As I mentioned when I bought this book on June 20, I fully expected to read it fairly quickly as its premise matches that of the Bucky and the Lukefahr Ladies books I’ve read recently (Walking the Labyrinth and Songs of Three)–that is, that a Hittite travelled with Minoans to the Americas a couple millennia B.C.
Also, I actually read an academic book about the copper mining ancient peoples in Michigan back around 2008. I got the book through Inter-Library Loan at the Old Trees library from something I’d read in a History or Renaissance magazine; the volume I got was a numbered book out of a thousand published, and I forget from how far away it came. I pored through my book report archives here and did a quick search of the old Blogspot blog, but I cannot find a book report for it. Which is odd; I thought I did them all, but perhaps I did not do this one because it is not or was not available on Amazon, and there was a time when I thought I could monetize this blog (spoiler alert: no, and it hasn’t served as much of a spring board to book sales, either).
At any rate, that previous book was an academic work by a university professor, but this book is an amateur work, a labor of love, by a guy who’s had numerous jobs including working for the United States Forestry Service in the upper midwest which sparked his interest in this topic. He wonders where all the copper that the natives mined went and why they seemingly stopped mining it and regressed to hunters and gatherers about 1200 BC.

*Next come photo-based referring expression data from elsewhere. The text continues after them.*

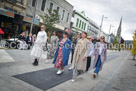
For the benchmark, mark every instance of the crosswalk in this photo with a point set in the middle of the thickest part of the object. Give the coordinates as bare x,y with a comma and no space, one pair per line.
5,57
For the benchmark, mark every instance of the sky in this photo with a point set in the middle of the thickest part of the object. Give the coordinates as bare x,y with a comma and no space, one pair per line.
113,10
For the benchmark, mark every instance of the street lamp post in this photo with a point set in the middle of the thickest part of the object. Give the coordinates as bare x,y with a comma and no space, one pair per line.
101,24
109,31
33,16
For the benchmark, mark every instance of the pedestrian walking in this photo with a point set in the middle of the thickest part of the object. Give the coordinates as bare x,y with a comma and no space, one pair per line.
39,44
90,53
33,39
22,41
100,53
80,56
62,53
73,48
52,48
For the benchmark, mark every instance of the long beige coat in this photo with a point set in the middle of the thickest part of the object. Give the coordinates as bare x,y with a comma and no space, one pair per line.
79,53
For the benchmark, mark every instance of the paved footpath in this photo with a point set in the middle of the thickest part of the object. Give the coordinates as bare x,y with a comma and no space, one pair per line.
118,74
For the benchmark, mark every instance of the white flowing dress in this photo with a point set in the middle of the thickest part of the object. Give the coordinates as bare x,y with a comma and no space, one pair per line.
40,42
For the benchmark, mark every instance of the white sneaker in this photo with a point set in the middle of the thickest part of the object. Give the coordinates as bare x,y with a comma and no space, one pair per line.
59,72
73,80
70,68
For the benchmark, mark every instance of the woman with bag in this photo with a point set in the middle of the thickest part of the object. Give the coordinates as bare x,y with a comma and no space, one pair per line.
62,53
100,53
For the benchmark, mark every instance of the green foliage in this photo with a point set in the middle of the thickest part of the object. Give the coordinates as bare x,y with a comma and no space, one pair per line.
114,41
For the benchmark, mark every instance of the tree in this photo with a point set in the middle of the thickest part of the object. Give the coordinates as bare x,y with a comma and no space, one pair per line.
50,19
134,46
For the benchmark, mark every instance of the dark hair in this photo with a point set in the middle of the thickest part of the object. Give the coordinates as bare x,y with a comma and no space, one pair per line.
55,32
65,33
85,33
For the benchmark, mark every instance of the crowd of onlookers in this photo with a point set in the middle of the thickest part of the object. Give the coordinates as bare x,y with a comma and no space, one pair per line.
26,42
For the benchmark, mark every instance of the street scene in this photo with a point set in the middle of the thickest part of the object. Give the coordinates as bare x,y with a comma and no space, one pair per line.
67,45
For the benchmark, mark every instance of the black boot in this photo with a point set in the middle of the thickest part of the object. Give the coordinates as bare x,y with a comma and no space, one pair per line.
35,63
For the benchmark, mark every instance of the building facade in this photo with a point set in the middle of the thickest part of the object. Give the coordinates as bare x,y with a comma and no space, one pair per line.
64,9
12,16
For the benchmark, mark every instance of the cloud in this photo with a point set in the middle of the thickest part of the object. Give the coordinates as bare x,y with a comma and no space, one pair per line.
112,9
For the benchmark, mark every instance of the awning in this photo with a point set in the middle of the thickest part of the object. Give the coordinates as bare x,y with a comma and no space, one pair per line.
8,13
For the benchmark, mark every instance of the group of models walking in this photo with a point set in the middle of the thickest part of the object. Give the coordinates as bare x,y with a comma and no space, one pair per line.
81,49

He lays out reasons why he believes the Minoans were able to sail beyond the Mediterranean, up the coast of Europe, to Britain and then Greenland and Iceland and beyond where they established trading posts and helped the natives to mine the copper which they then brought back to the Mediterranean. He refers to something called the Newberry Tablet, a stone tablet found under an uprooted tree (which also happens in Walking the Labyrinth) with cuniform writing as well as similarities between Algonquin written language and Cypro-Minoan script.
The book is not very well written; it repeats itself and is a bit stilted in spots, not like academic speak though. It’s a bit informed by cable television history, but you know what? This guy has done some research, and he has traveled to Europe and the Mediterranean to view artifacts in various museums. He says that the establishment does not take his theory seriously, and I believe that’s true whether his theory is true or not: The academy selects for people who will not rock the boat and will parrot the established narratives to ensure continued funding and employment.
So the book presents an interesting theory, one worth considering, even if it’s just to use the concept for a series of fantasy books that I’ll get back to by and by.